O papo de inconsciente e simbolismo penso que já seria um pouco mais denso do que o momento pedia. Ele me confessou, ainda entre lágrimas, a relação complicada com a família e, especialmente, com a mãe. Entendi que, talvez, tudo o que ele precisasse, no fundo no fundo no fundo, era só se distrair e não pensar mais no ocorrido. Antes de mudar de assunto, tentei oferecer um pouco mais de suporte, em outra fala que também servia para mim: “Isso não tem nada a ver com o seu valor pessoal. O que essa menina fez não é sobre você, necessariamente. Você ainda vai encontrar alguém. O problema não é meter o coração e se apegar rápido, mas quem você escolhe para fazer isso.”
Mudamos de assunto, conversamos banalidades e, por um momento, eu pensei: “Seria muito ruim nos beijarmos de novo e irmos para casa juntos?”. Sei que poderia ter acontecido. Mas então relembrei: “Nenhum dos dois precisa disso hoje.”
Era quase uma da manhã, hora em que o bar encerra as atividades. Atravessamos a rua novamente, reencontrei meus amigos e fui para casa sozinha.

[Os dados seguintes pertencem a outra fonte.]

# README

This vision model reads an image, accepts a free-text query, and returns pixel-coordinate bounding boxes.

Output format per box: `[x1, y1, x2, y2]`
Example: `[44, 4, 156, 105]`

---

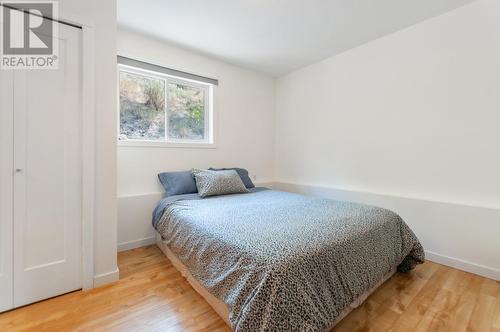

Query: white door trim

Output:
[44, 14, 96, 290]
[82, 25, 96, 290]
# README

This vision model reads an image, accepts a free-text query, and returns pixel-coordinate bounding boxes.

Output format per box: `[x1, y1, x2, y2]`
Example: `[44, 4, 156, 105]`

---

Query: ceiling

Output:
[118, 0, 472, 77]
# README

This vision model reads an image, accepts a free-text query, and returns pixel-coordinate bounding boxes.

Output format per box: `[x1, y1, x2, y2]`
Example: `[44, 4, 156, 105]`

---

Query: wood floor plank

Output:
[0, 246, 500, 332]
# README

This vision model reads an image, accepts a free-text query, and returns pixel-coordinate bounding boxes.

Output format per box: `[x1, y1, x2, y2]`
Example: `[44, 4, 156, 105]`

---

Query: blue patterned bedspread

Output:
[154, 188, 424, 331]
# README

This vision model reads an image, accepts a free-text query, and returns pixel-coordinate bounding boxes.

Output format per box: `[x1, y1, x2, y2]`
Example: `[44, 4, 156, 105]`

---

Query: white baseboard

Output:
[425, 251, 500, 281]
[94, 267, 120, 287]
[118, 236, 156, 252]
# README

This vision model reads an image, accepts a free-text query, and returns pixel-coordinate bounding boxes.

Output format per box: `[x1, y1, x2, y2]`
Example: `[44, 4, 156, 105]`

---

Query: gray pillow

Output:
[209, 167, 255, 188]
[158, 171, 198, 196]
[191, 169, 248, 197]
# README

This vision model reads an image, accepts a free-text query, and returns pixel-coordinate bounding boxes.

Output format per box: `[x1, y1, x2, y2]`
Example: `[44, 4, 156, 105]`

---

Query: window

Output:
[118, 60, 213, 146]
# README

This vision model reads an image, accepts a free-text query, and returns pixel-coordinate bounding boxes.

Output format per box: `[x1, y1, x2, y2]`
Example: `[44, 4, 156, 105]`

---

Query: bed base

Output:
[156, 232, 396, 329]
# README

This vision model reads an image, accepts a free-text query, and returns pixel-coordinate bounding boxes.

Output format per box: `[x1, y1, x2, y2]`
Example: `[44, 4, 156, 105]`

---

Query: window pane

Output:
[120, 72, 165, 140]
[167, 83, 205, 140]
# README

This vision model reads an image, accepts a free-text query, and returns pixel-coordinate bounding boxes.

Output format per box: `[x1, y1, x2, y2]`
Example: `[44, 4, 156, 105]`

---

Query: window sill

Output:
[117, 140, 217, 149]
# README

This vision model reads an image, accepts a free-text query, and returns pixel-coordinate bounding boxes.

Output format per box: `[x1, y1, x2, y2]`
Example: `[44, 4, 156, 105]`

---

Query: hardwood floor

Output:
[0, 246, 500, 332]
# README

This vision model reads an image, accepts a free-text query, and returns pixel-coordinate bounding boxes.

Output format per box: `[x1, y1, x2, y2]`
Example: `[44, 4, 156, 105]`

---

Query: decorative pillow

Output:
[191, 169, 248, 197]
[158, 171, 198, 196]
[209, 167, 255, 189]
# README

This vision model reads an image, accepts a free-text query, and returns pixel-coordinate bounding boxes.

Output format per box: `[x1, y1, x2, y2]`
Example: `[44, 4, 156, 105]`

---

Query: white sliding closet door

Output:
[13, 24, 82, 307]
[0, 70, 14, 312]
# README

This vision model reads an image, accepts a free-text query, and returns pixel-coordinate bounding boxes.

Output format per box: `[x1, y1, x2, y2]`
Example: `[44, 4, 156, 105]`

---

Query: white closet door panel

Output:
[14, 24, 82, 306]
[0, 70, 14, 312]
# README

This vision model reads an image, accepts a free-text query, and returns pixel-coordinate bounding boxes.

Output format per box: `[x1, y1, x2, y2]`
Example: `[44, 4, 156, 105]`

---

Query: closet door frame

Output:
[75, 17, 96, 290]
[0, 70, 14, 312]
[0, 9, 96, 290]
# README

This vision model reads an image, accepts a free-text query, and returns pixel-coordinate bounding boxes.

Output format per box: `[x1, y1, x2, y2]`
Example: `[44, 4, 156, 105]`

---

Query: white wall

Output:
[118, 30, 274, 248]
[59, 0, 118, 284]
[275, 0, 500, 273]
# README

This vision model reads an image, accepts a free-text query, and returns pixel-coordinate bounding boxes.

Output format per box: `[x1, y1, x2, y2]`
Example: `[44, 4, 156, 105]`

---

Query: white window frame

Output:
[117, 64, 216, 148]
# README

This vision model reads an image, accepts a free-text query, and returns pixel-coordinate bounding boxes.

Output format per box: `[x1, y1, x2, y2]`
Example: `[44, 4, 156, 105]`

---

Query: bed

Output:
[153, 188, 424, 331]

No outro dia, ele já pegaria um voo a Bogotá, porque falou que Cali havia se tornado uma droga. Nos três meses desde que chegou à cidade, saiu quase todas as noites. Precisava voltar aos eixos, respirar.
O desfecho - cada um pro seu canto - foi o mais certeiro. A circularidade da vida não precisa ser tão literal também.

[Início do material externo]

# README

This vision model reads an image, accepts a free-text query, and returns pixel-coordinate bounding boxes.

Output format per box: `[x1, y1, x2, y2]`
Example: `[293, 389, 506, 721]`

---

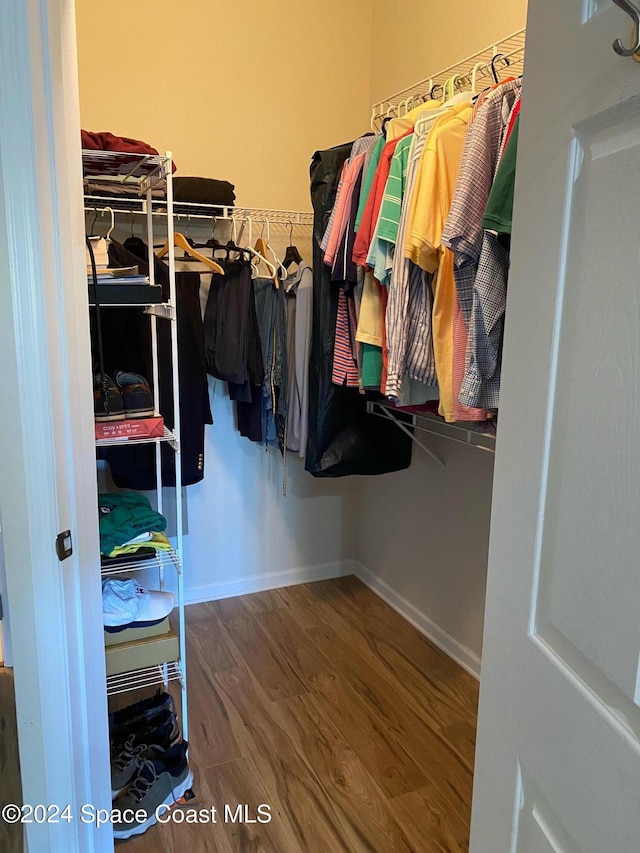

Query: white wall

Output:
[185, 380, 357, 601]
[356, 434, 493, 673]
[357, 0, 527, 672]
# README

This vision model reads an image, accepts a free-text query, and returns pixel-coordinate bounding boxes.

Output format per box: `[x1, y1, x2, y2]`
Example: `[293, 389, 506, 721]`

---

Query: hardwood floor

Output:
[118, 577, 478, 853]
[0, 666, 23, 853]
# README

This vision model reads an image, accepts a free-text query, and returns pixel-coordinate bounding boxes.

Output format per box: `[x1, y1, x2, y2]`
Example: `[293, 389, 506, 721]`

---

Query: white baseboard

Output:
[353, 560, 480, 680]
[184, 560, 356, 604]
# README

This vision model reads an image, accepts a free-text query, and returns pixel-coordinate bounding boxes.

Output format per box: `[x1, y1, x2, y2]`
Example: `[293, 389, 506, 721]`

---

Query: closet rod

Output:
[367, 400, 496, 464]
[372, 29, 526, 119]
[84, 195, 313, 225]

Naquela mesma noite, a primeira na qual durmo em um Airbnb depois de sair do hostel em que voluntariei por dois meses, sonho que converso com minha tia pela primeira vez - aquela que tenta falar comigo há um tempo e que estava ao meu lado na cerimônia de ayahuasca.
No sonho, eu a digo: “Imagina que incrível seria minha vida se eu não tivesse medo da rejeição em relacionamentos?” Falo em espanhol com ela, ao que ela não entende e preciso traduzir. Explico: “Eu ainda estou presa em uma linguagem limitante, que não me permite ser totalmente eu.” Choro muito, e ela me consola.
Cali cura uma ferida de Afrodite. Essas sombras para as quais eu olho, e sobre as quais já contei aqui, são meio adolescentes, um tanto quanto o próprio roteiro de Emily in Paris, série da Netflix cuja quarta temporada assisto esta semana. Não surpreende minha cara cheia de espinhas, coisa que não vivi dos 13 aos 18 na intensidade de agora. Mesmo assim, reforço para mim que tempo certo é aquele no qual vivemos o que se apresenta, e não o tempo no qual dizem que deveríamos ter vivido.
O roteiro da série é criticado por ser clichê e um pouco delusional, essa palavra que virou moda no TikTok. Penso que tem suas falhas e seus lugares-comuns, mas assisto às novelas pessoais de Emily e sinto que, depois da minha temporada caleña, não duvido de mais nada. A vida é mágica mesmo, e quando estamos onde deveríamos estar - e prestamos atenção às coisinhas aparentemente fortuitas - saltam aos olhos essas coincidências malucas. Hoje, já não considero mais Emily in Paris uma ficção delusional, mas que vivo quase a versão latina e mochileira daquele roteiro meio bobinho e divertido.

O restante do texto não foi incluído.